JurnalLugas.Com – Dukungan masyarakat Amerika Serikat terhadap kampanye militer negaranya ke Iran dilaporkan terus menurun.
Hasil jajak pendapat terbaru menunjukkan hanya sekitar sepertiga warga AS yang masih mendukung langkah militer tersebut, menandakan perubahan sikap publik setelah konflik berlangsung dalam beberapa waktu terakhir.
Survei yang dilakukan Reuters/Ipsos dan dirilis pada Senin (27/7/2026) memperlihatkan bahwa hanya satu dari tiga responden yang menyatakan mendukung operasi militer Amerika Serikat terhadap Iran.

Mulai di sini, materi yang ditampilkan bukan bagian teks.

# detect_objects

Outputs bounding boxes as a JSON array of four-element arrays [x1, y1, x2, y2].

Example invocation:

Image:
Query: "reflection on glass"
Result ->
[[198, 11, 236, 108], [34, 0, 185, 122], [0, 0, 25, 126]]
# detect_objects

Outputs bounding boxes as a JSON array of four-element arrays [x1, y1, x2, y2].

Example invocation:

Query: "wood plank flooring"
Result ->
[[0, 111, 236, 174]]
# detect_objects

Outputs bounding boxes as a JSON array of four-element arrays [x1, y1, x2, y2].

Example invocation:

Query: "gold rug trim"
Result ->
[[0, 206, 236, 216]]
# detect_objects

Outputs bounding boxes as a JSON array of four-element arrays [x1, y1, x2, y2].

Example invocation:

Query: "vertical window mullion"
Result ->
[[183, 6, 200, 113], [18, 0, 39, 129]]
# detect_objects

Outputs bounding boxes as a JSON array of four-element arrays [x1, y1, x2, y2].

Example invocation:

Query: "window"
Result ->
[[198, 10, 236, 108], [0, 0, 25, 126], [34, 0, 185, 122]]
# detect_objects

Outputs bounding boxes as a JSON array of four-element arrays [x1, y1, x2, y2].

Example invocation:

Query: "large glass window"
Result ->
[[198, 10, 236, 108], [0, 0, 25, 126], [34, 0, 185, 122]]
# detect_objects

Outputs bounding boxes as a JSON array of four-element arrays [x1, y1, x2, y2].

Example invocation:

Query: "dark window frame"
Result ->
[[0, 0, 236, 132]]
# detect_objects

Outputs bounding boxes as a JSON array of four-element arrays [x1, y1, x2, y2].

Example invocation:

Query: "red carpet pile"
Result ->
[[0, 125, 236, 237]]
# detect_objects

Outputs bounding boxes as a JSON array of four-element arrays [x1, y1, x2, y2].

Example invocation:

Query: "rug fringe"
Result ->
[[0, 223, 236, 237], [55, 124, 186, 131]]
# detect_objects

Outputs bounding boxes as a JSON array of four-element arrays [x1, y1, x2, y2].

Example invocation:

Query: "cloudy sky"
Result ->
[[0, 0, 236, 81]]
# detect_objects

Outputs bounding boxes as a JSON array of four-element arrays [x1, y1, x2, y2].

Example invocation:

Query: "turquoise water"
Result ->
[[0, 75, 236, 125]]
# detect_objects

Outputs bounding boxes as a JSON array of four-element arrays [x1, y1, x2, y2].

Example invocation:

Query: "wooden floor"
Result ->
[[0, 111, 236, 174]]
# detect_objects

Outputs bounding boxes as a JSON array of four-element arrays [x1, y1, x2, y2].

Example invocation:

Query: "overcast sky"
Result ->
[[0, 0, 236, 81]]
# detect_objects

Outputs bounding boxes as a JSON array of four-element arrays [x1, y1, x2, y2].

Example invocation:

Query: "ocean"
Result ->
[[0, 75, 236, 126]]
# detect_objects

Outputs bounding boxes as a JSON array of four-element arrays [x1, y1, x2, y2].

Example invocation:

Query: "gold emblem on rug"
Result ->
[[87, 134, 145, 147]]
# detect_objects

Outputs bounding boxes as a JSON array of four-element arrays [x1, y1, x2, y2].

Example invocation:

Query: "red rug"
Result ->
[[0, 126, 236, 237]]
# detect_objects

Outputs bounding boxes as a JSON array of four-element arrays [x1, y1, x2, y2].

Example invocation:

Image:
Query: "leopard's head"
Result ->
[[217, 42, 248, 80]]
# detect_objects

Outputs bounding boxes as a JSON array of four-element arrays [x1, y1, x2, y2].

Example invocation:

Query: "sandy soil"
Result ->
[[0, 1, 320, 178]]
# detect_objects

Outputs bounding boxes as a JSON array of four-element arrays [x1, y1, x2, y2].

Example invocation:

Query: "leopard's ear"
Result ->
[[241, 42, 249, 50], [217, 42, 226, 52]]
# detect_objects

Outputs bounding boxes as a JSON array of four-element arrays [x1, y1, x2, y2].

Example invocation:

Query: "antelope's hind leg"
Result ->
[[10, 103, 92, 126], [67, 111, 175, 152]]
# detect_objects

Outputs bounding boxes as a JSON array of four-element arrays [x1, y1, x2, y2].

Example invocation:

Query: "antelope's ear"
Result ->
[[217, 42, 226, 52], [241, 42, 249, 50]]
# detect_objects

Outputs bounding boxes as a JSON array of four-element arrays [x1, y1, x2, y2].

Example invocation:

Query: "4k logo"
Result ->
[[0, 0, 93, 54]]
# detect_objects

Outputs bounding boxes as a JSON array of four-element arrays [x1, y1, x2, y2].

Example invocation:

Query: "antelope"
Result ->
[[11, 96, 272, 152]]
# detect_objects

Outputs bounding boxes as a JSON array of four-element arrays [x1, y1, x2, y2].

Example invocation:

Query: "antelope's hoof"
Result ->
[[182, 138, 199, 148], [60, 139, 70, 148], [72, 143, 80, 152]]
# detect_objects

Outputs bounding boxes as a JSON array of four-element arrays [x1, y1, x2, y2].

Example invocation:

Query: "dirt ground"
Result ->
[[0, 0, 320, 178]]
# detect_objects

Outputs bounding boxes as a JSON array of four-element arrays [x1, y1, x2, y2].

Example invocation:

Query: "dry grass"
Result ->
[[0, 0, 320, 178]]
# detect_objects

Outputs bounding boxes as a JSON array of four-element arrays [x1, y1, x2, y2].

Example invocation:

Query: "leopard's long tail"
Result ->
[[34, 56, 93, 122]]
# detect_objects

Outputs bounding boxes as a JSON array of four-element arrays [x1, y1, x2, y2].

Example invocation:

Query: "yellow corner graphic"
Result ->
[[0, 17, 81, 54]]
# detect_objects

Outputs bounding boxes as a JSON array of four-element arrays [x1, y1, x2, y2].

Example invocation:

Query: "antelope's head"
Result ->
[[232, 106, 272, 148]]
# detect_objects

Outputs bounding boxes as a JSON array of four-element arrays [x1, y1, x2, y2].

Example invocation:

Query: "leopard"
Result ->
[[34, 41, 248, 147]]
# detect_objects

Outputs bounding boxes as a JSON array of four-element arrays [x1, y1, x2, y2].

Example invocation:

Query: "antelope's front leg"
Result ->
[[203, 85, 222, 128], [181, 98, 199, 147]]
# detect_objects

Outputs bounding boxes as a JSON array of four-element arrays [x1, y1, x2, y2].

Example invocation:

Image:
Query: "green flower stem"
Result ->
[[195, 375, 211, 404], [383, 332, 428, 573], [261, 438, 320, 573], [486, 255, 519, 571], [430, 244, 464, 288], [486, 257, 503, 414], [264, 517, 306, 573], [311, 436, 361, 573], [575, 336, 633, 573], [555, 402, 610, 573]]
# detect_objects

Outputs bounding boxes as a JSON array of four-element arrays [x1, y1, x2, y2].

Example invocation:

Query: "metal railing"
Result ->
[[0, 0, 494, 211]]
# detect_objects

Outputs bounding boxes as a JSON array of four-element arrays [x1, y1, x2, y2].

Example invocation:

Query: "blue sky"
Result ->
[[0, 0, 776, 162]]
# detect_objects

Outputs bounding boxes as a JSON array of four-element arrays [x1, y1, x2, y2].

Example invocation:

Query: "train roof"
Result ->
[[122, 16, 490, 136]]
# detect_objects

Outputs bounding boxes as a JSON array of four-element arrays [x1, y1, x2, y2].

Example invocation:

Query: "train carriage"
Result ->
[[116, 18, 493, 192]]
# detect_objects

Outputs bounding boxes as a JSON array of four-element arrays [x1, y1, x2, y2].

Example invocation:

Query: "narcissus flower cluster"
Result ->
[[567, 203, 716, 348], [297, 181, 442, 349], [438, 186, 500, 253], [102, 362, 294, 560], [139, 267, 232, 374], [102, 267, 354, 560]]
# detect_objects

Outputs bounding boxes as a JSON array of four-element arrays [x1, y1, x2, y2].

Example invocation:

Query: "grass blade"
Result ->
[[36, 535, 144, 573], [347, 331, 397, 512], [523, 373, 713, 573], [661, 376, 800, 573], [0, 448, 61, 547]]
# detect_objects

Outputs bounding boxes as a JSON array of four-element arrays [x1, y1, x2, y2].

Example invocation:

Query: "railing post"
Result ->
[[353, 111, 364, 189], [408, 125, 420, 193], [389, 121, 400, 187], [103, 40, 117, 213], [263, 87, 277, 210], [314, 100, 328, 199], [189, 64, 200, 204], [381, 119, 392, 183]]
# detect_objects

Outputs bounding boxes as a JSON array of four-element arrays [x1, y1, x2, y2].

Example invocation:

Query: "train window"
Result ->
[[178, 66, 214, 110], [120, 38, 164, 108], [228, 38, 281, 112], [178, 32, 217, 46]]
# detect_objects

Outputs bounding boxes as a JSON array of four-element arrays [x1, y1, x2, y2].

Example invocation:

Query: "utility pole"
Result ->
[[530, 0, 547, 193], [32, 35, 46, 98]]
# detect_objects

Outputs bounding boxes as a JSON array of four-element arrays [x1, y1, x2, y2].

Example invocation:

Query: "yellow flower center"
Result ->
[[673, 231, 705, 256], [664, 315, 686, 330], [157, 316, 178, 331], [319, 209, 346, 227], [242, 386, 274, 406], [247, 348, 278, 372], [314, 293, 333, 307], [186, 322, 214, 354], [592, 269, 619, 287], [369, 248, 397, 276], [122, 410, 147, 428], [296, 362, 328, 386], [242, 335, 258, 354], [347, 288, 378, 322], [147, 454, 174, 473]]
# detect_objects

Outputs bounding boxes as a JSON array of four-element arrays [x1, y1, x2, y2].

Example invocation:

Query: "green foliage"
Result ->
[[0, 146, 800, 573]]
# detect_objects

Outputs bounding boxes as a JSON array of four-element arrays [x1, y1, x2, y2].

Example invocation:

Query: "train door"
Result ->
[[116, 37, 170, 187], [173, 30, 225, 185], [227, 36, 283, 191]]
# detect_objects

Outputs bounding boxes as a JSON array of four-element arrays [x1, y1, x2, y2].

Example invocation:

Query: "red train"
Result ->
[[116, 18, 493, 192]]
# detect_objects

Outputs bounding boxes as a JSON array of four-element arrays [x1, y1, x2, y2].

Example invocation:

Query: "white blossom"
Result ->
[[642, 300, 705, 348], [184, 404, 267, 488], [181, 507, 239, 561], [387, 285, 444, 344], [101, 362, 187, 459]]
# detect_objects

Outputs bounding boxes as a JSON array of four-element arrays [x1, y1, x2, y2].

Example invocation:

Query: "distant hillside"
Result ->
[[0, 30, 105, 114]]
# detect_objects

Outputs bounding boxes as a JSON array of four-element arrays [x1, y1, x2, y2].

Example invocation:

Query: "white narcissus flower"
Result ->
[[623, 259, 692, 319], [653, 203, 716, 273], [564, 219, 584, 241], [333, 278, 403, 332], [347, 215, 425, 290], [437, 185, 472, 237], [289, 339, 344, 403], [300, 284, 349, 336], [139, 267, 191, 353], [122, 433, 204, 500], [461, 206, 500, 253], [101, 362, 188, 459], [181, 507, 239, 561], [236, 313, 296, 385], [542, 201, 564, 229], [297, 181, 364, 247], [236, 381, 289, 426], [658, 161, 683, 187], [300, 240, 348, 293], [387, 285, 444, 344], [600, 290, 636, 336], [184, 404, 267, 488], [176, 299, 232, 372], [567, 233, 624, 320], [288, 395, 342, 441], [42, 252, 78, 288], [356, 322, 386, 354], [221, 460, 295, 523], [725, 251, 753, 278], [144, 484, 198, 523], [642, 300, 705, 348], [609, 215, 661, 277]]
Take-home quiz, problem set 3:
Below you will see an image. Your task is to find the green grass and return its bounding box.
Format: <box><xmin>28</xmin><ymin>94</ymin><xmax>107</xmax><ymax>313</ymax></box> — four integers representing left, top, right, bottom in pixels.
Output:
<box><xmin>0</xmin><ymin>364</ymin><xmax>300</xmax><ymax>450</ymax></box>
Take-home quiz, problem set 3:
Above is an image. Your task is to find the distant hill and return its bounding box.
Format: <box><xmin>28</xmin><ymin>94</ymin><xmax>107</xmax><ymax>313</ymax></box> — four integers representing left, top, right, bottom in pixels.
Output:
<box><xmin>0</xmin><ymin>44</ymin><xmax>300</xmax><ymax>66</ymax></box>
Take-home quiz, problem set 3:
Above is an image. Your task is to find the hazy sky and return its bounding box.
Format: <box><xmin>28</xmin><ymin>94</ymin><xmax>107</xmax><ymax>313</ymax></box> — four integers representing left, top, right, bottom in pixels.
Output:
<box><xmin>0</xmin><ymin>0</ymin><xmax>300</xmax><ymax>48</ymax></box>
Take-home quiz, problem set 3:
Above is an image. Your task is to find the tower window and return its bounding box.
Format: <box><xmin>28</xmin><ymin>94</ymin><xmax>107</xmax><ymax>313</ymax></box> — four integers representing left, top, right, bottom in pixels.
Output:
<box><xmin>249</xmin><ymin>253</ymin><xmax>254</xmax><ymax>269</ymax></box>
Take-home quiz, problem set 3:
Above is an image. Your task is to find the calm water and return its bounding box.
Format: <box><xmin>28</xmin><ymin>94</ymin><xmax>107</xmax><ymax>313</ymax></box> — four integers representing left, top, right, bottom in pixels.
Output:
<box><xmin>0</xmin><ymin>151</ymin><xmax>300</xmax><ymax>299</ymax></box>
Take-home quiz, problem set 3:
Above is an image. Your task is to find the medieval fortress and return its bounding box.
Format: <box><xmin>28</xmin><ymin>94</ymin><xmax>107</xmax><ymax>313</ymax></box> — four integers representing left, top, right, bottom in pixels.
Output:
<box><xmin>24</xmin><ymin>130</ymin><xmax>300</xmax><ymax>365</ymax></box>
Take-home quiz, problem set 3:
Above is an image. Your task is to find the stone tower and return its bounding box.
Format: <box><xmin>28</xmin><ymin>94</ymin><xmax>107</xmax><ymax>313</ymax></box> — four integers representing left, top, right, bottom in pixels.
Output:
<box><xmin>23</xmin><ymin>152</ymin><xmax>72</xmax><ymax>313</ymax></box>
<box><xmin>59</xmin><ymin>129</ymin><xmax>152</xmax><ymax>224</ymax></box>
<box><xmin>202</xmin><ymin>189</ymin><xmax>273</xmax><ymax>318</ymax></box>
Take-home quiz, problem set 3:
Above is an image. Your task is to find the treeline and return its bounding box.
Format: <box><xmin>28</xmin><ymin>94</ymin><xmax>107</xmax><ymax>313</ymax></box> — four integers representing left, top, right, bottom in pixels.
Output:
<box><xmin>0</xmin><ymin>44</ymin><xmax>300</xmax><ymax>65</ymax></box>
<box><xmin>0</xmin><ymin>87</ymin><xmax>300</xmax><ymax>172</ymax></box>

Angka itu menjadi tingkat dukungan terendah sejak fase awal konflik berlangsung.
Temuan tersebut mencerminkan meningkatnya keraguan masyarakat terhadap kebijakan luar negeri Washington di tengah ketidakpastian perkembangan situasi di kawasan Timur Tengah.
Tidak hanya soal dukungan terhadap operasi militer, survei yang sama juga menunjukkan mayoritas responden menilai pemerintah belum memberikan penjelasan yang memadai mengenai tujuan keterlibatan Amerika Serikat dalam konflik tersebut.
Sebanyak 69 persen responden menyatakan Presiden Donald Trump dinilai gagal menjelaskan secara jelas sasaran maupun kepentingan Amerika Serikat dalam operasi militer yang berlangsung.
Pengamat politik internasional menilai persepsi publik terhadap sebuah operasi militer sangat dipengaruhi oleh kejelasan tujuan, strategi pemerintah, serta dampak yang dirasakan masyarakat.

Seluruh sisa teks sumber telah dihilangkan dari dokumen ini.